なにか「●●流」みたいなのがあるわけでなく、それぞれ個人的に、
古本が好きな人たちがひしめきあって、互いに影響しあいながら、
時代を流れていく、みたいな感じ。桃太郎の入った桃が、
めちゃくちゃたくさん流れていく、みたいな感じ。違うな。
まぁ、いいや。
逗子を去った後で鎌倉の古本屋の紹介を読むのは辛かったが、
なんと、その後に「ならまち」が紹介されているではないか。
奈良もちいどのセンター街に古本屋が集まっているのは
何度か足を運んで気になっていたが、まさか、
師匠が紹介するほどの存在だったとは。
「即売展」についての文章も面白く読んだ。
今のところ、関心を持てずにいるが、ケストナーの『人生処方詩集』*2が、
そんな値段で買えるなんて、なんて羨ましいんだ、即売展。
第八章では、店主になることについても書いてある。
こっちでも、一箱古本市、あるんだろうか。
師匠にはネット販売は無理、とのこと。

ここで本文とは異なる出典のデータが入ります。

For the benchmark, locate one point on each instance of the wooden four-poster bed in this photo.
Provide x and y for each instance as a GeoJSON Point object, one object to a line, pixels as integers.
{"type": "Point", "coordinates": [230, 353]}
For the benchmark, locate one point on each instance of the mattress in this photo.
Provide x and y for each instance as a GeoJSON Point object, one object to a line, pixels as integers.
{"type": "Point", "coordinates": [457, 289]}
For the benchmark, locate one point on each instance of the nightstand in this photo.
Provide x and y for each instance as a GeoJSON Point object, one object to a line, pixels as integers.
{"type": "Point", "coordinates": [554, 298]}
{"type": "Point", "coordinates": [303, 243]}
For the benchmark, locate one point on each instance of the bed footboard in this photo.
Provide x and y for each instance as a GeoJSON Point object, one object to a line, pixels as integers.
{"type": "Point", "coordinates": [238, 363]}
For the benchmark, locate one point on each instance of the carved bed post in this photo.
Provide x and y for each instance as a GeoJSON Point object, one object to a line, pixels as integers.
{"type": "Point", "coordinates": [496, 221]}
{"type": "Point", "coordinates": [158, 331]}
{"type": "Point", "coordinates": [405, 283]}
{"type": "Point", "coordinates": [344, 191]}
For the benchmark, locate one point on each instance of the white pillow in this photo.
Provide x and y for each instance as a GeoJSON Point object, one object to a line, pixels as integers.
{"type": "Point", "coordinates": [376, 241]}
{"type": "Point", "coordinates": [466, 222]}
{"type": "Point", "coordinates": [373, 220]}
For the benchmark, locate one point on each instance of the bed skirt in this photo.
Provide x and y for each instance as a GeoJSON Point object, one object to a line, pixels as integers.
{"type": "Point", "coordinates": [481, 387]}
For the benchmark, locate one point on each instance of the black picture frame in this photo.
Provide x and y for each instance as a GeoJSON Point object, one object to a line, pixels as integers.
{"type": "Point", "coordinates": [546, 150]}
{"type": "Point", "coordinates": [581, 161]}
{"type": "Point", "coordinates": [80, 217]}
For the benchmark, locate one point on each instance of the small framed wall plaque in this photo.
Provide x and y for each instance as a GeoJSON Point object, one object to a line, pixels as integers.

同感だ。大変そう。
では、いつか店舗を持って、師匠を迎える日が来るのだろうか。
きっと並べている本には目もくれず、「そのスケスケのバッグがいいね」、
とニコニコ笑ってくれるに違いない。んー、成長してないな、それでは。
ま、いいか。わたしはわたしの風邪を引こう。